Serial neurosonologic examinations can reveal the dynamic imaging features of carotid web and provide more-precise information on the morphological change of the superimposed thrombosis after anticoagulant therapy. However, only few descriptions of a carotid web observed using CUS have been reported in the literature,6 and the diagnostic sensitivity of CUS is limited by the small size and poor awareness of carotid web. The relatively common finding of carotid web was mild bulbar outgrowth.7 Reported ultrasonography findings of carotid web include a hypoechoic mass with a linear band extending into the lumen,8 a focally arising artifact and elevated peak systolic velocity,6 and irregular echogenic plaque resulting in stenosis.9 In our case, we detected a hyperechoic thin web-like projection into the lumen. In addition, we observed a subsequent appearance of hypoechoic thrombi around the web. These findings corroborate the proposed mechanism of carotid web causing hemodynamic change and subsequent thrombosis. In summary, on CUS imaging, a carotid web may appear as a characteristic thin strand protruding into the lumen, which can cause hemodynamic instability, with or without a superimposed thrombosis.

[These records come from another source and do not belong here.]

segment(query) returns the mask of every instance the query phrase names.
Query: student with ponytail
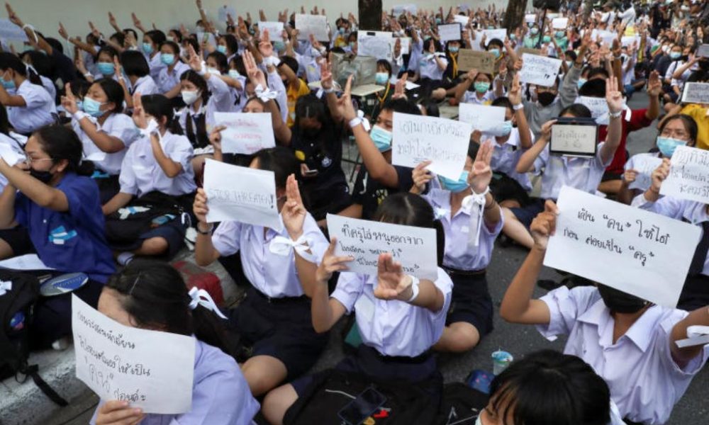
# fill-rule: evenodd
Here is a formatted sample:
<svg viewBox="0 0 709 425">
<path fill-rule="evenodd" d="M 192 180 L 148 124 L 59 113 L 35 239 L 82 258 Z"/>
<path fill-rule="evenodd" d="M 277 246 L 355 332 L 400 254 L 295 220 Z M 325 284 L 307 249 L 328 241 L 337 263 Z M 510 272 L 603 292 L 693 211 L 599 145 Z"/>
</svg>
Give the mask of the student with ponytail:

The recommended treatment strategies for patients with carotid web remain mostly unknown owing to its rarity and lack of natural history data.3 General medical management strategies, including antithrombic administration and optimal control of vascular risk factors, are considered traditional. However, considering the imaging findings of blood stasis or turbulence around the web, and the high incidence rate of superimposed thrombosis, which has been reported to range from 12% to 29% in patients with stroke attributable to web,1 anticoagulant therapy could be a reasonable alternative for secondary stroke prevention. Moreover, long-term therapy with anticoagulants could be needed in cases with fibrotic tissue carotid web without regression. In patients with failure of medical management, revascularization with either endovascular stenting or carotid endarterectomy may be considered. Recent case reports showed favorable results from stenting.10
In cases with acute ischemic stroke and carotid web without any other determined etiology of brain embolism, carotid web could serve as a nidus for thrombus formation and possibly a source of brain embolism. This condition can be serially monitored using CUS. Furthermore, reemergence of a newly formed thrombus along the carotid web could change the management strategies to prevent recurrent brain embolism. Future studies with large numbers of cases with carotid web could elucidate the natural course and identify more-definitive treatment strategies in these cases.